Если он беспокоится о том, чтобы поквитаться со своей женой в этот момент, то его гордость ниже плинтуса. Мое тело расслабляется, когда он проникает внутрь меня. Я отказываюсь доставлять ему удовольствие и напрягаться. Пока он яростно вонзается в меня, я не отрываю глаз от пистолета во рту, а металл гремит о мои зубы. Он опирается всем своим весом на согнутый локоть, кряхтя при каждом толчке. Моя грудь свисает из разорванной одежды, покачиваясь, пока он имеет меня с варварской силой.
Это моя жизнь.
Это все, что когда—либо было.
Свет становится приглушенным, когда мои глаза закрываются, молча умоляя его отпустить меня в мой рай.
С другого конца комнаты я слышу, как звонит мой сотовый, и мое сердце оживает.
Он звонит.
Мои глаза распахиваются, когда проносится мысль, что, возможно, Ричард лгал о Деклане. Мое тело дергается, когда телефон звонит, пугая Ричарда в тот самый момент, и все происходит в молниеносной дымке, он спотыкается, теряя равновесие.
В тот момент, когда пистолет выскальзывает у меня изо рта, Пик настойчиво кричит:
— Элизабет, ДЕРИСЬ! — И я, не думая, как и почему, автоматически реагирую.
Собрав всю свою силу, я вонзаю локоть в его руку, выбивая пистолет из его хватки. Адреналин скачет по моему телу, когда пистолет выстреливает, пуля попадает в бетонную стену, пока пистолет скользит по земле. Взрыв оглушает, но каким—то образом мне удается перевернуться на живот, карабкаясь изо всех сил. Я вытягиваю руку, чтобы схватить пистолет, но он хватает меня за лодыжку и тянет назад.
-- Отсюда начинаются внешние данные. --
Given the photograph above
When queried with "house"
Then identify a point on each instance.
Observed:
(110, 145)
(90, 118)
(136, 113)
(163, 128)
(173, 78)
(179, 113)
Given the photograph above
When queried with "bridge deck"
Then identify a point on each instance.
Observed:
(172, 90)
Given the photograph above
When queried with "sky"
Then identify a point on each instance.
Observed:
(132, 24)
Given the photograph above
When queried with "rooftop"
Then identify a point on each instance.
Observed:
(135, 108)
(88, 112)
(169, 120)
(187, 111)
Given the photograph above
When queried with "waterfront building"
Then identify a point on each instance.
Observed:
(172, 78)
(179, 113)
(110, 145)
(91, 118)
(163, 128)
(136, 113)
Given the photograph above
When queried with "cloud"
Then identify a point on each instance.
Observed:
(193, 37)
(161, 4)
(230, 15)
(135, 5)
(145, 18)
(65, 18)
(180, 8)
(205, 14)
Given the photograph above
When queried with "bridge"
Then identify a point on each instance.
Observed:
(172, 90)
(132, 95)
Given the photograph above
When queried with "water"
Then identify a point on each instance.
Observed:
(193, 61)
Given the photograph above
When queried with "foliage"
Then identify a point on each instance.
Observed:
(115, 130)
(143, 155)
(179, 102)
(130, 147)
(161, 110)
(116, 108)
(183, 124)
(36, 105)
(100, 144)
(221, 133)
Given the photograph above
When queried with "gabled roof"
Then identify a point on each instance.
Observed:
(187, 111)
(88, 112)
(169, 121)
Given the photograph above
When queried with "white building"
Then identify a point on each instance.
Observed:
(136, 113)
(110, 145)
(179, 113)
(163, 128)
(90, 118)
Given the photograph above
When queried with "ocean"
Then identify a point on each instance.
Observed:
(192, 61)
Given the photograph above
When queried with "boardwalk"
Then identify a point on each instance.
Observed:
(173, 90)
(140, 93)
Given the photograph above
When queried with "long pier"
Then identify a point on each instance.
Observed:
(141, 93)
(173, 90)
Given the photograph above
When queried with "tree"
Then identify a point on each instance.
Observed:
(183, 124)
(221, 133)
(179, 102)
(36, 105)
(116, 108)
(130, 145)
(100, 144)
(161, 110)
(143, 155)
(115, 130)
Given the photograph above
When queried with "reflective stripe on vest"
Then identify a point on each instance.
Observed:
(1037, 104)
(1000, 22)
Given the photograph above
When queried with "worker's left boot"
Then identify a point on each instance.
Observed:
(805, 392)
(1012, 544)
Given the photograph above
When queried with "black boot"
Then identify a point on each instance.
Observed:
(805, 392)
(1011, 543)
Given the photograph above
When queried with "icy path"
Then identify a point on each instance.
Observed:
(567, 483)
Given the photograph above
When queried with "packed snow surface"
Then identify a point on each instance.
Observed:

Мои пальцы скользят по пистолету, когда он оттаскивает меня, и возня превращается в смутное пятно. Издав мучительно безумный крик, я борюсь, как могу, поворачиваясь и отрывая плечи от земли. Все еще со спущенными штанами, я впиваюсь руками в его бедра, и изо всех сил я кусаю его член, рыча, как дикий зверь, и как только я это делаю, его голос взрывается чистой кислотой.
— Чееерт!
Плоть лопается у меня во рту, когда мои зубы прорезают эластичность кожи и погружаются в ткань, разбрызгивая кровь повсюду. Я чувствую, как густой жар брызгает мне на лицо, покрывая губы и подбородок. Он истошно кричит, пока падает на землю, а я вскакиваю на ноги, бросаясь за пистолетом. В тот момент, когда моя рука сжимает пистолет, я поворачиваюсь, целясь ему в голову, и кричу как маньяк, пока мое тело выплескивает все мыслимые эмоции, но ни одна из них не имеет смысла, поскольку они пробирают меня до костей.
Чуть позже мы с Лакланом обнаружили арендованную машину, не имея представления, где могли быть Элизабет и похититель. Мы тратим время зря, блуждая по обычно оживленным улицам центра города, но сейчас середина ночи, и мы с Лакланом единственные, кто прячется поблизости.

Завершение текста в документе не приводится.